Dall'introduzione di "Altri fili invisibili della natura"

….In questo libro però c’è qualcosa in più rispetto al precedente: ci siete voi. Tutti i ragazzi e le ragazze che ho incontrato durante le presentazioni in giro per l’Italia e la Germania.

Di festival in festival e di libreria in libreria ho visto sorrisi, mani alzate e ho ascoltato mille domande sugli stercorari, sui merluzzi, sulle rane d’oro e sugli altri animali del primo libro. Tra tutte le questioni che mi avete posto una è rimasta dentro di me e da tempo ronza nel mio cervello: “cosa ti spinge a scrivere e a raccontare storie”?

Sono diverse, in realtà, le motivazioni. Da una parte vorrei rendervi partecipi del fatto che i fili della natura sono complessi ma, alle volte fragili e quindi vanno preservati. Dall’altra vorrei strapparvi un sorriso e farvi osservare un bosco o un prato così come lo vedono i miei occhi e il mio cuore.

Ma c’è di più e si tratta di una motivazione molto personale: durante lo srotolarsi della mia vita – come in quella, credo, di molti altri - qualche filo degli eventi si è spezzato creando degli spazi vuoti. E’ questo il luogo solitario che cerco di riempire con le cose che amo: le parole, le storie e la bellezza della natura. Ecco dunque il motivo per cui scrivo ed ecco perché sono contento che questo libro vi sia capitato tra le mani. Ora vi lascio a lui, sperando che vi piaccia e che vi diverta leggerlo così come ha mi divertito scriverlo.

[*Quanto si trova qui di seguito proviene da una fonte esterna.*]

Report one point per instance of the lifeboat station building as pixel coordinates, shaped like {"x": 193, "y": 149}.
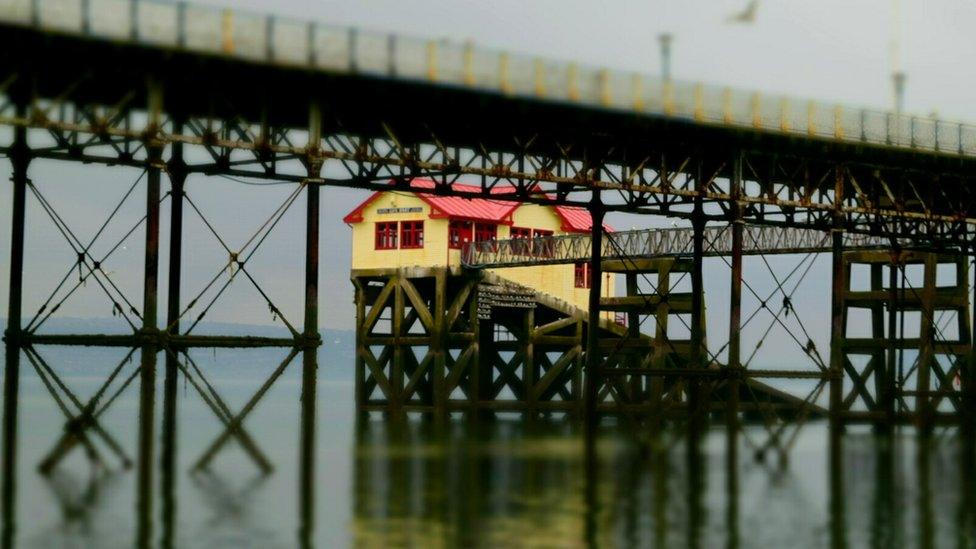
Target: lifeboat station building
{"x": 396, "y": 230}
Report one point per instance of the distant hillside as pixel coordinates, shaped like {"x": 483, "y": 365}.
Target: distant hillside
{"x": 336, "y": 356}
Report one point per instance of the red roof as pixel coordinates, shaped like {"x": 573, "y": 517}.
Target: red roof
{"x": 577, "y": 220}
{"x": 574, "y": 219}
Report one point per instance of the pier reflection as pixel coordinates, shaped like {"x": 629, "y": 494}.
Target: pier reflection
{"x": 415, "y": 481}
{"x": 86, "y": 487}
{"x": 515, "y": 483}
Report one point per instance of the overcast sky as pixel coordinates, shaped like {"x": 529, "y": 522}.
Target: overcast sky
{"x": 827, "y": 49}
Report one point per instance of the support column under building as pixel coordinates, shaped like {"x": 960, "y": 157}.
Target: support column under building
{"x": 735, "y": 322}
{"x": 20, "y": 160}
{"x": 697, "y": 404}
{"x": 593, "y": 359}
{"x": 839, "y": 284}
{"x": 176, "y": 169}
{"x": 313, "y": 165}
{"x": 306, "y": 465}
{"x": 153, "y": 171}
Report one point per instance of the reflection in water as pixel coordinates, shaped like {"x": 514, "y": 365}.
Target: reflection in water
{"x": 463, "y": 482}
{"x": 530, "y": 484}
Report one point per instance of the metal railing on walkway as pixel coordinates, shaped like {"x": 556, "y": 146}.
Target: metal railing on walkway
{"x": 289, "y": 42}
{"x": 644, "y": 243}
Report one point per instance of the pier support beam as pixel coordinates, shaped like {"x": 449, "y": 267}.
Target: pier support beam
{"x": 176, "y": 169}
{"x": 20, "y": 159}
{"x": 11, "y": 382}
{"x": 306, "y": 465}
{"x": 144, "y": 472}
{"x": 697, "y": 406}
{"x": 153, "y": 170}
{"x": 313, "y": 164}
{"x": 839, "y": 284}
{"x": 735, "y": 322}
{"x": 968, "y": 377}
{"x": 593, "y": 359}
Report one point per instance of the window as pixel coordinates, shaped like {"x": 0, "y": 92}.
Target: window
{"x": 542, "y": 248}
{"x": 386, "y": 235}
{"x": 521, "y": 248}
{"x": 412, "y": 234}
{"x": 458, "y": 232}
{"x": 483, "y": 232}
{"x": 581, "y": 272}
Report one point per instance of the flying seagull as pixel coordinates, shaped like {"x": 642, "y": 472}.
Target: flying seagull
{"x": 748, "y": 15}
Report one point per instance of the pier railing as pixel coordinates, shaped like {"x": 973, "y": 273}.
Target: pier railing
{"x": 574, "y": 248}
{"x": 283, "y": 41}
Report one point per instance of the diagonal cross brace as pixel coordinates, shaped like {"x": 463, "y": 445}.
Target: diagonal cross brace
{"x": 86, "y": 418}
{"x": 234, "y": 424}
{"x": 223, "y": 413}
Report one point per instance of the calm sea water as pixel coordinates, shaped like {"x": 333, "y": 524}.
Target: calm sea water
{"x": 503, "y": 483}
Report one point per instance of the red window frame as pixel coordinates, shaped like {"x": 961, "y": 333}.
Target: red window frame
{"x": 458, "y": 232}
{"x": 521, "y": 248}
{"x": 581, "y": 274}
{"x": 386, "y": 235}
{"x": 411, "y": 235}
{"x": 540, "y": 248}
{"x": 484, "y": 232}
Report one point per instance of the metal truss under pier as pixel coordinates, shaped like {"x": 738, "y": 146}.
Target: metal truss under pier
{"x": 649, "y": 243}
{"x": 430, "y": 340}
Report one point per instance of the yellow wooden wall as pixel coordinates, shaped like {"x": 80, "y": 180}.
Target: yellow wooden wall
{"x": 555, "y": 280}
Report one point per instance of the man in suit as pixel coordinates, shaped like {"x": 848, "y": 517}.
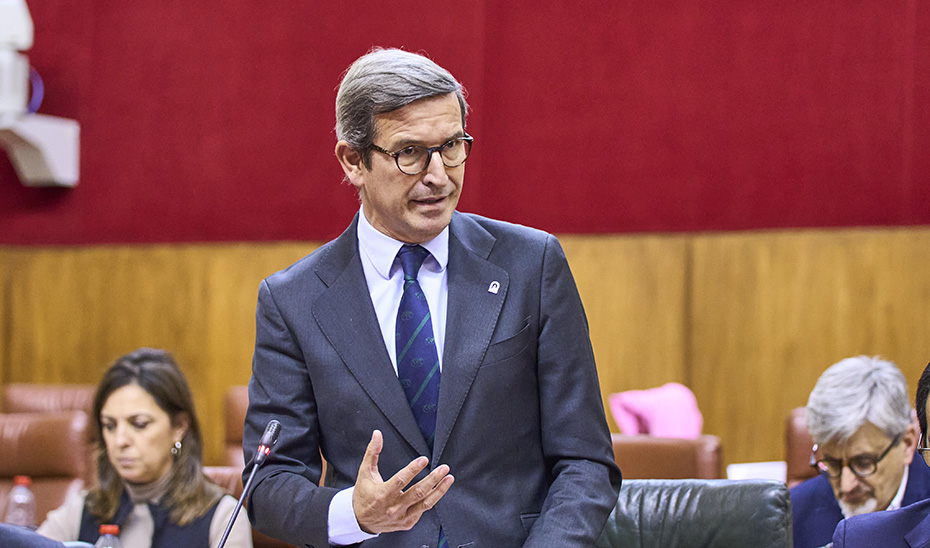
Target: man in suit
{"x": 908, "y": 527}
{"x": 861, "y": 421}
{"x": 494, "y": 434}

Altri Fili Invisibili della Natura

Un altro pezzetto di me ha preso il volo e dal 15 novembre lo troverete in tutte le librerie.

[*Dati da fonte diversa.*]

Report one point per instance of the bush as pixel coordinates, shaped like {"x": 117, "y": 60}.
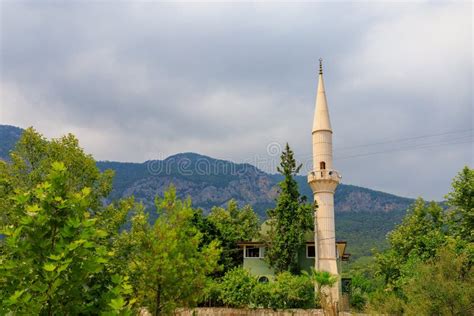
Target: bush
{"x": 240, "y": 289}
{"x": 293, "y": 291}
{"x": 237, "y": 287}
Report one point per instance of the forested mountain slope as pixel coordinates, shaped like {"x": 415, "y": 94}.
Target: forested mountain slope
{"x": 363, "y": 216}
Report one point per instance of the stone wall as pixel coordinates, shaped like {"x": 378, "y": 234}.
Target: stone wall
{"x": 215, "y": 311}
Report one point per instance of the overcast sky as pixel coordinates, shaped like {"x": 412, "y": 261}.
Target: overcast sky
{"x": 142, "y": 80}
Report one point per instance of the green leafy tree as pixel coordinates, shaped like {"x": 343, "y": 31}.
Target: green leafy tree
{"x": 63, "y": 185}
{"x": 415, "y": 240}
{"x": 442, "y": 285}
{"x": 167, "y": 266}
{"x": 289, "y": 220}
{"x": 324, "y": 283}
{"x": 236, "y": 288}
{"x": 428, "y": 268}
{"x": 461, "y": 199}
{"x": 52, "y": 248}
{"x": 230, "y": 226}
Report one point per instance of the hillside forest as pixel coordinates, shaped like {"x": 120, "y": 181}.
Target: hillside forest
{"x": 68, "y": 247}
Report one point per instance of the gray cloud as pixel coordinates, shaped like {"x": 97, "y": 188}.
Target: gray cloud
{"x": 143, "y": 80}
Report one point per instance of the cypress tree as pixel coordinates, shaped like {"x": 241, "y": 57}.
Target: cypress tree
{"x": 289, "y": 220}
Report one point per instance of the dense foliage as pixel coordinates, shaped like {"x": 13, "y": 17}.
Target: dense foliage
{"x": 364, "y": 216}
{"x": 55, "y": 253}
{"x": 289, "y": 221}
{"x": 232, "y": 225}
{"x": 166, "y": 264}
{"x": 240, "y": 289}
{"x": 428, "y": 266}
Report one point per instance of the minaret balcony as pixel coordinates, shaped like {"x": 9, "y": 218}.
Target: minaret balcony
{"x": 324, "y": 174}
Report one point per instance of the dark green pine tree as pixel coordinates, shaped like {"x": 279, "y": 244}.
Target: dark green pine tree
{"x": 289, "y": 220}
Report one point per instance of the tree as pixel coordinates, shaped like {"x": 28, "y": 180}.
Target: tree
{"x": 230, "y": 226}
{"x": 52, "y": 249}
{"x": 324, "y": 283}
{"x": 442, "y": 285}
{"x": 289, "y": 220}
{"x": 428, "y": 267}
{"x": 415, "y": 240}
{"x": 57, "y": 233}
{"x": 167, "y": 266}
{"x": 461, "y": 199}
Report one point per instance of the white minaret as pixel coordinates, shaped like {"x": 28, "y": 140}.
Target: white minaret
{"x": 323, "y": 180}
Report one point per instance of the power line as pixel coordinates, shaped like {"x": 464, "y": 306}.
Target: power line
{"x": 400, "y": 140}
{"x": 421, "y": 146}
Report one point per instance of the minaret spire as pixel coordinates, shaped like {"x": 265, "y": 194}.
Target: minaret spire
{"x": 323, "y": 181}
{"x": 321, "y": 115}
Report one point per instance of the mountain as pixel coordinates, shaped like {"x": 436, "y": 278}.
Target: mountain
{"x": 363, "y": 216}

Il libro “Altri fili invisibili della natura” contiene quattordici storie che si srotolano tra le epoche e d capo all’altro del mondo. Tutte però raccontano un semplice ma straordinario fatto: gli organismi sono collegati gli uni con gli altri.

Quando le scrivevo pensavo alla domanda che tanti lettori mi hanno posto leggendo “i fili invisibili della natura” e che – quasi sicuramente - mi porranno quando avranno tra le mani questo nuovo libro: ma queste storie te le sei inventate vero?

Sappiate che io ho un’unica risposta: magari avere tutta questa fantasia! Le vicende che narro sembrano effettivamente uscite dalla mente di un drammaturgo geniale, eppure, sono tutte reali!

Ricordiamoci infatti che la realtà, spesso e volentieri, supera di gran lunga la nostra fantasia!

Ora attendo con emozione la fatidica data del 15 novembre ma, soprattutto, non vedo l’ora di iniziare il tour di presentazione che mi porterà da un capo all’altro dell’Italia per incontrare voi e le vostre domande sempre bellissime.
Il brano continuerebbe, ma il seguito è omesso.